HUT ACCESS, HUT READ, HUT GROUP READ, and HUT EXCLUSIVE locks interact with locks placed by the database in exactly the same manner as database locks of the same severity interact with other database locks.

From a user perspective, there are only two important differences between HUT locks and database transaction locks: their duration and their scope.

Lock Type Duration Scope
Database transaction Held only for the time it takes for a transaction to either commit or roll back.

Database transaction locks are released automatically as soon as the transaction that set them commits or rolls back.

Session-level, meaning that the lock applies to any request submitted by the session running the locking transaction.

Another session running against the same set of objects must set its own locks, even if it is running under the same user.

HUT A HUT lock is only released if you issue an explicit RELEASE LOCK command, or if the batch locking operation placing the lock completes successfully and also specifies the RELEASE LOCK command.
HUT locks remain even after any of the following events occur:
  • The utility command that placed the HUT lock fails.
  • The ARCHIVE job in which the HUT lock was placed terminates.
  • Teradata Database experiences a restart.

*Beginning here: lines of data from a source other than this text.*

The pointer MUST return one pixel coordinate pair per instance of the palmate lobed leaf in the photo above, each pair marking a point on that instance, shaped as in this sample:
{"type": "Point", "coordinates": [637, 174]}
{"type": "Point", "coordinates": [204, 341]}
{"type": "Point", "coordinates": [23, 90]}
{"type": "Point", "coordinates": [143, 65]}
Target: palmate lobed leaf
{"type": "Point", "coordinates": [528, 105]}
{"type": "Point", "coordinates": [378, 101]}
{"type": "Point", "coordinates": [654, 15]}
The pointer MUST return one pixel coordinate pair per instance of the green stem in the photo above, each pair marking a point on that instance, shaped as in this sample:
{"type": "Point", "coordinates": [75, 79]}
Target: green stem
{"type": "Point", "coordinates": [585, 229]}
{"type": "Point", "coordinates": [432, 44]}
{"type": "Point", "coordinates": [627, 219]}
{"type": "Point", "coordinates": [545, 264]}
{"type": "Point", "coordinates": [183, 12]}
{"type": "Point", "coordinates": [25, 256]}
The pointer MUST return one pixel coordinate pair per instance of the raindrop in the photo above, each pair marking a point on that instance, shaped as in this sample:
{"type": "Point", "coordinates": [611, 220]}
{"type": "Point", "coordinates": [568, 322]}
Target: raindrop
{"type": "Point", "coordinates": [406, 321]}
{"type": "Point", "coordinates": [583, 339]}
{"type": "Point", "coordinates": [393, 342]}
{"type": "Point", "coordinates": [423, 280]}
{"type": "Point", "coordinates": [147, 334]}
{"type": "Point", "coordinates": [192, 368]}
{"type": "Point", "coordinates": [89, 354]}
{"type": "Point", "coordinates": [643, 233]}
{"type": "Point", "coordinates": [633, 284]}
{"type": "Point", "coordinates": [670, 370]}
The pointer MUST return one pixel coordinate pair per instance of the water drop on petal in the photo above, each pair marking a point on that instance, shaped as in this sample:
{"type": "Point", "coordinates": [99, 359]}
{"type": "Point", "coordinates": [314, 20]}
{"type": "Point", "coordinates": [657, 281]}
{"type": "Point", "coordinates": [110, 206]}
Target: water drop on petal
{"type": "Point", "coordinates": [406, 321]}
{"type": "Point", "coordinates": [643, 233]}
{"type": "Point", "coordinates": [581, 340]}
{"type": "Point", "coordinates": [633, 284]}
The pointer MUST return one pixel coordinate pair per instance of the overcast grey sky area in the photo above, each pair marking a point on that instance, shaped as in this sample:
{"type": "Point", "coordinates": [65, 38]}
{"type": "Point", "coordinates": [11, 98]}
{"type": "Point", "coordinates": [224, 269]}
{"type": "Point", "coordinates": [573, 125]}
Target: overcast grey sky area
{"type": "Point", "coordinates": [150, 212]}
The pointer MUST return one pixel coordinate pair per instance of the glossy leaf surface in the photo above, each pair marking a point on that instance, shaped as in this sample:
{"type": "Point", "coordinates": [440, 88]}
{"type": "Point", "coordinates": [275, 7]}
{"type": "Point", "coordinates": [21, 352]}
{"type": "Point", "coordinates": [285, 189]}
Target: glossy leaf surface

Because there is only one lock, a RELEASE LOCK command against a set of HUT-locked database objects releases all existing HUT locks, even if other jobs submitted by that user continue to access the previously HUT-locked object.

See Teradata® Archive/Recovery Utility Reference, B035-2412 for warnings about releasing HUT locks while other jobs are running. Such actions can lead to an inconsistent archive.

User-level, meaning that the lock applies to any ARCHIVE operation a user is performing on the object.

A user can only place one HUT lock on a database object at a time. An exerted lock allows any ARCHIVE operation from that user to access the database object set on which it holds locks, but blocks other users from acquiring conflicting HUT locks on that object set.

HUT locks block all conflicting transaction lock attempts on the object set, even if they are requested by the same user.